Learn more about Bank Term loans available through the SmartBiz bank network: Bank Term Loans.
Typically, these loans offer up to $500,000, a monthly or bimonthly payment schedule, and mid-market interest rates. It typically takes two to three weeks to get funding with a medium-term loan. Medium-term loans are available both from banks and alternative online lenders. It’s important to demonstrate good credit and cash flow.
5. Startup loans
If you are a true beginner in the small business operations arena, there are startup loan options. They can be difficult to qualify for but if you have a strong
The SBA’s Microloan Program is for very small businesses, including start-ups and provides loans of up to $50,000. Requirements to qualify for a microloan can vary depending on the lender. Proceeds from an SBA Microloan can be used for most business expenses but not for paying down debt or real estate purchases.

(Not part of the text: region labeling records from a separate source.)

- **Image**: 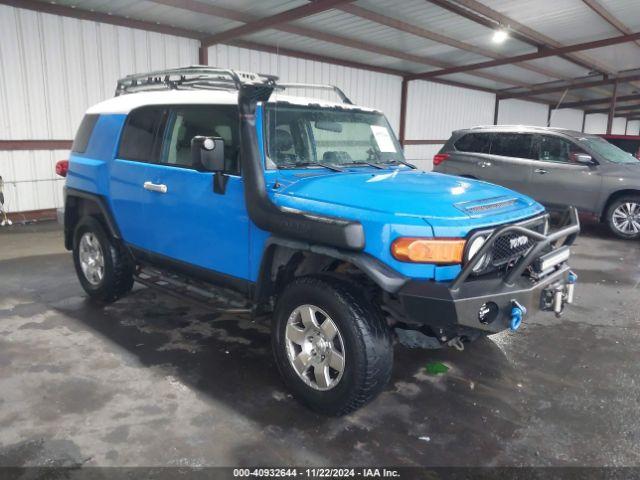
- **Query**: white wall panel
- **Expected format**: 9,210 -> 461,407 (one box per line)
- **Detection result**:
498,98 -> 549,127
208,45 -> 402,133
406,80 -> 495,141
0,6 -> 198,140
611,117 -> 627,135
0,5 -> 198,211
584,113 -> 607,133
627,120 -> 640,135
0,150 -> 69,212
404,144 -> 444,172
551,108 -> 584,132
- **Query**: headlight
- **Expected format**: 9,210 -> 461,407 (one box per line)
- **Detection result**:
467,235 -> 488,272
391,237 -> 466,263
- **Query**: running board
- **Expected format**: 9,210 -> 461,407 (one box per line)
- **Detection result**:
134,265 -> 252,314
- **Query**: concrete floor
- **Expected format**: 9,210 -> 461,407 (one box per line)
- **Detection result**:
0,224 -> 640,466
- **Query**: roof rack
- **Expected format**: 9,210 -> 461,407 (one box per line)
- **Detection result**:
115,65 -> 352,104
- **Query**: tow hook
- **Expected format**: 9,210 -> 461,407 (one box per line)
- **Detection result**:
567,271 -> 578,304
447,337 -> 464,352
553,271 -> 578,318
509,300 -> 527,332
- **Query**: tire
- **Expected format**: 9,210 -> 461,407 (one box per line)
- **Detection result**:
272,276 -> 393,416
73,217 -> 134,303
605,195 -> 640,240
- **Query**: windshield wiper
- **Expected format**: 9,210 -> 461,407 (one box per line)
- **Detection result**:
280,162 -> 344,172
386,158 -> 418,170
342,160 -> 384,170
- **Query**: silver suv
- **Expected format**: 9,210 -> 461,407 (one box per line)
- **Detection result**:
433,125 -> 640,239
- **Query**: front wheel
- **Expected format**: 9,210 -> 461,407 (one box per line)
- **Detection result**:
607,195 -> 640,240
73,217 -> 133,303
272,276 -> 393,416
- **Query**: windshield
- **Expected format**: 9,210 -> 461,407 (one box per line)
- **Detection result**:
267,104 -> 404,168
579,137 -> 639,163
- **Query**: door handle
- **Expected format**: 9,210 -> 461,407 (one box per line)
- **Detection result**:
142,182 -> 167,193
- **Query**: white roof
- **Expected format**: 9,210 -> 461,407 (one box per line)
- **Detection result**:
87,90 -> 374,114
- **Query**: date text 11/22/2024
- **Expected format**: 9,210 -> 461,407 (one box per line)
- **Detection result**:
233,468 -> 400,478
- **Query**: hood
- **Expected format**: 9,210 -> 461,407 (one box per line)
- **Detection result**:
277,169 -> 542,223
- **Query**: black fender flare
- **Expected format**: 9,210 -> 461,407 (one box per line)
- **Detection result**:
64,187 -> 122,250
253,236 -> 409,304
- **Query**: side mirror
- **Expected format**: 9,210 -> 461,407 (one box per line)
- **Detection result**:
573,153 -> 593,165
191,135 -> 224,173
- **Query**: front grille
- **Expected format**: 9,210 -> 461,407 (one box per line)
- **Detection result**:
475,217 -> 546,276
491,232 -> 533,268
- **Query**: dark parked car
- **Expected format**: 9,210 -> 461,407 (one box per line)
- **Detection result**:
433,126 -> 640,239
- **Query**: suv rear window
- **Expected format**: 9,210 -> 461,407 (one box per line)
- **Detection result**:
118,107 -> 166,162
71,114 -> 99,153
491,133 -> 537,159
454,133 -> 491,153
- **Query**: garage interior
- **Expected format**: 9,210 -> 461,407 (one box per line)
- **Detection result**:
0,0 -> 640,467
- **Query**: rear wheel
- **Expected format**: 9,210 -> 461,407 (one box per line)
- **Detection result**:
73,217 -> 133,303
272,276 -> 393,416
607,196 -> 640,240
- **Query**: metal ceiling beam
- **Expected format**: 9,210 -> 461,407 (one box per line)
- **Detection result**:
226,40 -> 407,77
0,0 -> 416,79
442,0 -> 615,74
152,0 -> 531,91
202,0 -> 353,47
586,104 -> 640,116
562,94 -> 640,108
409,32 -> 640,80
582,0 -> 640,46
427,0 -> 594,70
336,4 -> 571,80
607,82 -> 618,135
498,74 -> 640,99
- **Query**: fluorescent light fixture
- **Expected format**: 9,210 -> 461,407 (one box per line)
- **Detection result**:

This program provides direct loans and grants to eligible non-profit microlenders so that they may provide micro-level loans, and business based training and technical assistance to start-up, newly established, and growing small business concerns.
Read the SBA’s Microloan Program PDF fact sheet for details.
Loan application tips
Before you jump into the process, here are tips to consider.
Protect your credit score
Don’t put in multiple applications as your credit could lower with each inquiry. Find a lender who does an initial “soft pull”, also called a “soft inquiry” of credit. Bad credit can sink your chances to qualify for low cost funding. For information on this, read Hard and Soft Pulls of Credit: What you Need to Know.

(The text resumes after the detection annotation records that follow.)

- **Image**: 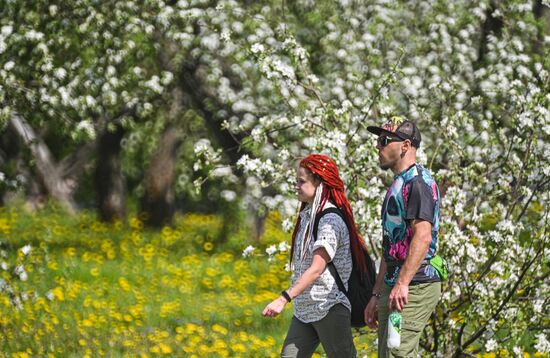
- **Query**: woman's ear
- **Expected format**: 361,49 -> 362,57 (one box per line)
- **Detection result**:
313,174 -> 323,187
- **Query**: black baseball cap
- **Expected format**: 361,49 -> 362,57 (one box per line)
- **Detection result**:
367,117 -> 422,148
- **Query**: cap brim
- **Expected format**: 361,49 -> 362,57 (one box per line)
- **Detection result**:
367,126 -> 395,136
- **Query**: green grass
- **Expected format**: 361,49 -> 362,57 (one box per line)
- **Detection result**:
0,208 -> 380,357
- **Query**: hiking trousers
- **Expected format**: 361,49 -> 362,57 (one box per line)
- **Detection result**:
378,282 -> 441,358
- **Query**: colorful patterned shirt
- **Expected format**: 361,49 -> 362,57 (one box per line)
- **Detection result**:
382,164 -> 441,286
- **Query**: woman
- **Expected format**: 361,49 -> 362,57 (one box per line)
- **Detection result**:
262,154 -> 366,357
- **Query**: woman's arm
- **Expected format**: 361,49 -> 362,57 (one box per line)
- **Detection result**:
262,247 -> 330,317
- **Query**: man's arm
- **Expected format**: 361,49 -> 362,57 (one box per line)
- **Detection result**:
388,220 -> 432,311
364,257 -> 386,329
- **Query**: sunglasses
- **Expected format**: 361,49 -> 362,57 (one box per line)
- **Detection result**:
376,135 -> 403,147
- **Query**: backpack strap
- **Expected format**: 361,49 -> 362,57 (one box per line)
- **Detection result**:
313,208 -> 348,296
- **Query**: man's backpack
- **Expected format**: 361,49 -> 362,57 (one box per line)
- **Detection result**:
313,208 -> 376,327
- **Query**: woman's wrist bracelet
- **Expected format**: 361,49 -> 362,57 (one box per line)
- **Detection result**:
281,291 -> 292,303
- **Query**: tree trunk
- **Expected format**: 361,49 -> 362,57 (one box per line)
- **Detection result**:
141,123 -> 182,227
9,114 -> 76,214
95,125 -> 126,221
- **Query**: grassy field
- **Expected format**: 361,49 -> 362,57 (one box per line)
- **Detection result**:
0,209 -> 375,357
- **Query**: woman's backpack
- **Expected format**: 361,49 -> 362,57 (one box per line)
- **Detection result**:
313,208 -> 376,327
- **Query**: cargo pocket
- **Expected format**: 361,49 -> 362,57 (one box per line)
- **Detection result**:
391,319 -> 424,358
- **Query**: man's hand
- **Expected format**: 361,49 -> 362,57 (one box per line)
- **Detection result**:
388,282 -> 409,312
262,296 -> 287,317
364,296 -> 378,329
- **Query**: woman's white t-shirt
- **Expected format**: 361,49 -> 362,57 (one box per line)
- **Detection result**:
292,203 -> 352,323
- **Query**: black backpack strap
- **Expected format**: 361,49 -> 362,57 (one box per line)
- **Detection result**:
313,208 -> 348,296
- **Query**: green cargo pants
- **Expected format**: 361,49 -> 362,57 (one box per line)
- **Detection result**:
378,282 -> 441,358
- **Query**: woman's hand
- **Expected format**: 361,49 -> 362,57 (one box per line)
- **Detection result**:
262,295 -> 288,317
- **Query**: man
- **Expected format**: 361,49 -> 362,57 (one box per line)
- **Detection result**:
365,117 -> 441,357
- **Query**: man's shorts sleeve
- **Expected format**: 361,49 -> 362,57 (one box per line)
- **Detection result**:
405,180 -> 435,224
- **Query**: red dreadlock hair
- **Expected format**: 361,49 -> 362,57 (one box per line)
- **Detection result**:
290,154 -> 368,272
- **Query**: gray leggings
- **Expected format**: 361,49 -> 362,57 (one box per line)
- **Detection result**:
281,304 -> 357,358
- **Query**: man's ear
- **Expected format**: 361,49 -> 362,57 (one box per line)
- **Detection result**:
401,139 -> 412,155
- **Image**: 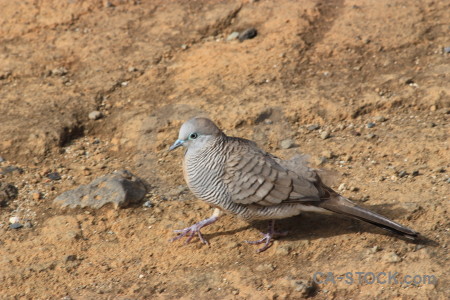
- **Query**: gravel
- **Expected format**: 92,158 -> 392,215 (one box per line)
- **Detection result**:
306,124 -> 320,131
226,31 -> 239,42
88,110 -> 102,120
280,139 -> 294,149
320,131 -> 330,140
239,28 -> 258,42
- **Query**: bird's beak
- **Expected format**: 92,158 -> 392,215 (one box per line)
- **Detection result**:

Work with a lender who values transparency
If this is your first time seeking funding, you’ll probably have a lot of questions. Unfortunately, not all small business lenders are on the up-and-up. Confusing language and calculations can result in paying much more than you think you signed up for. Make sure you work with a financial professional who is responsive and answers all questions and concerns clearly. Stellar customer service is key.
Know how much you want to borrow
Take a look at your business plan to determine where you currently stand and where you want to go. Create financial goals and speak with your accountant to nail down an amount. Look at the cost of the loan and all fees to get the true cost.
Determine when you’d like to repay the loan
Long term loans generally have the lowest rates and 10 years or more to pay off. If you’re in it for the long haul, long term is best. If you plan on early payoff, check with your lender about penalties.
Gather paperwork
The more organized you are, the swifter the application process will move. It’s a great idea to work with your accountant, bookkeeper, or another financial professional when putting together the required paperwork.